この提携により、クアルコムはスマートフォンからデータセンターラックまで、コンピューティングの両極におけるAIワークロードを獲得する体制を整え、推論インフラにおけるNvidiaの支配に挑戦する。NvidiaはAIアクセラレータ市場の推定80%を掌握しているが、クアルコムの強みはユビキタス性にある。Snapdragonチップは数億台のスマートフォンに搭載され、Dragonflyはデータセンターをターゲットとしている。OpenAIとBroadcomは今週、NvidiaのGPUに代わる選択肢として、独自のカスタム推論チップ「Jalapeño」を発表した。
「世界はますますオープンでローカルなモデルによって動いています。大手APIよりも低コストで、プライバシーが設計上保護されているからです」と、Hugging Faceの共同創業者兼CEOであるクレマン・デラング氏は述べた。「クアルコム・テクノロジーズと共に、Modularのソフトウェアとツールを活用し、1600万人の開発者が手元のデバイスからデータセンターのフルラックまで、あらゆる場所でオープンモデルを実行できるようにしています。エージェントはコンピューティングの連続体全体で機能します。」
第1の柱は、Hugging Faceのストレージおよび推論サービスをクアルコムDragonflyデータセンター製品に接続し、モデルの実験から本番展開への直接的な経路を創出する。第2の柱は、スマートフォン、PC、ウェアラブル、産業用システム、自動車など、クアルコムの全プラットフォームにおけるAIモデルのオンボーディングを単一のワークフローで自動化する。Hugging Faceはまた、クアルコムプラットフォームの顧客向けにPROサブスクリプションを提供し、オープンモデルでの構築のためのプレミアムストレージとコンピューティングを提供する。

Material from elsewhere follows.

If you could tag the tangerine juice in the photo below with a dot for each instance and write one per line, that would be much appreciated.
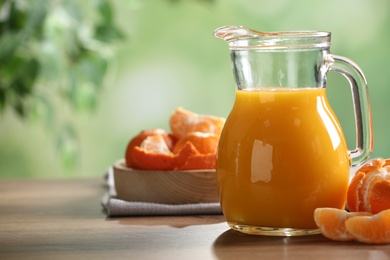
(281, 155)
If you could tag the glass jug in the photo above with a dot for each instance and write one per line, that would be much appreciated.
(282, 152)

第3の柱は、分散型エージェンティックAIを実現する。インテリジェントエージェントが、パフォーマンス、コスト、プライバシー、遅延のニーズに基づいて、オンデバイスとクラウドシステム間でモデルとワークフローを動的にオーケストレーションする。開発者は、Hugging Faceプラットフォームを通じてModularのAIソフトウェアコンポーネントにアクセスできるようになる。

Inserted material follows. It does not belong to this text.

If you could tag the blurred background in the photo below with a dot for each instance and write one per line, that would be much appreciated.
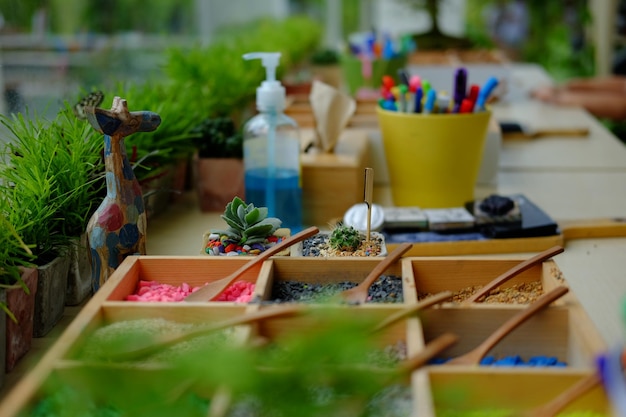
(50, 50)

クアルコムにとって、今回の提携はモバイルチップを超えてAIインフラ市場に進出する取り組みを強化するものである。ガートナーはこの市場を2027年までに2970億ドルに成長すると予測している。クアルコムの株価はフォワードPER約18倍で取引されており、Nvidiaの35倍に対してディスカウントされている。これはデータセンター分野への野心に対する市場の懐疑的な見方を反映している。DragonflyがHugging Faceの開発者ベースで勢いを得れば、このギャップは縮まる可能性がある。
本記事は情報提供のみを目的としており、投資助言を構成するものではない。